Entre 2008 e 2012, observou-se um processo de “apropriação de terras”, expresso na crescente concentração e aquisição de terras por estrangeiros, resultado do desencadeamento simultâneo de três crises: (i) uma crise marcada pelo aumento explosivo da demanda por alimentos; (ii) uma crise energética, que demanda grandes áreas para o cultivo de biocombustíveis; e (iii) uma crise financeira, que transforma a terra em um ativo seguro para investidores. Essa conjuntura gerou uma dinâmica no mercado de terras em que países e fundos de investimento passaram a atuar como compradores, além dos investidores tradicionais. Essa realidade, inicialmente observada na África e na Ásia, também se manifesta na América Latina e no Caribe.

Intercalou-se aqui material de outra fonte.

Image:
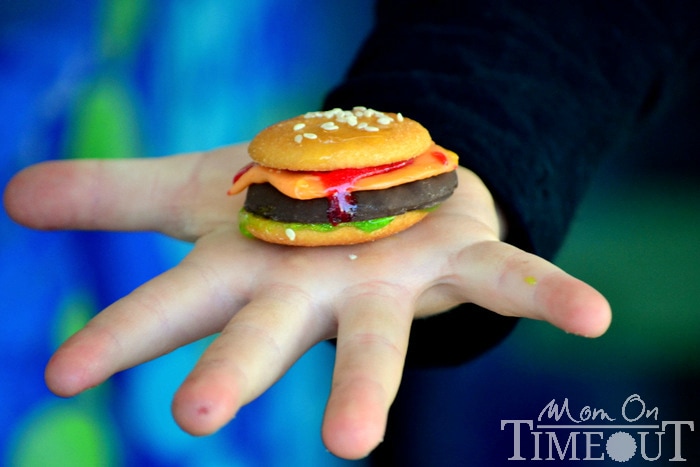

Há uma discussão em aberto sobre a relação entre a aplicação das Diretrizes Voluntárias sobre a Posse Responsável da Terra e o conteúdo da reforma agrária.

É necessário fomentar um debate que respeite os diferentes argumentos — todos passíveis de questionamento — sobre questões complexas e em constante transformação.

Lições para o futuro

Ao revisitar as reformas agrárias latino-americanas, o estudo de Sergio Gómez E. não apenas recupera uma história de lutas e conquistas, mas também oferece reflexões críticas sobre os desafios contemporâneos. Se no século XX a questão agrária era entendida como um problema de redistribuição, hoje ela se complexifica, envolvendo temas como soberania territorial, mudanças climáticas e direitos indígenas. 

A obra conclui que, embora as reformas tenham sido fundamentais para abolir relações servis e reduzir desigualdades históricas, seu legado permanece incompleto. O futuro exigirá políticas inovadoras, que integrem a democratização do acesso à terra com estratégias de desenvolvimento rural inclusivo — um caminho ainda em construção, mas essencial para uma América Latina mais justa e sustentável.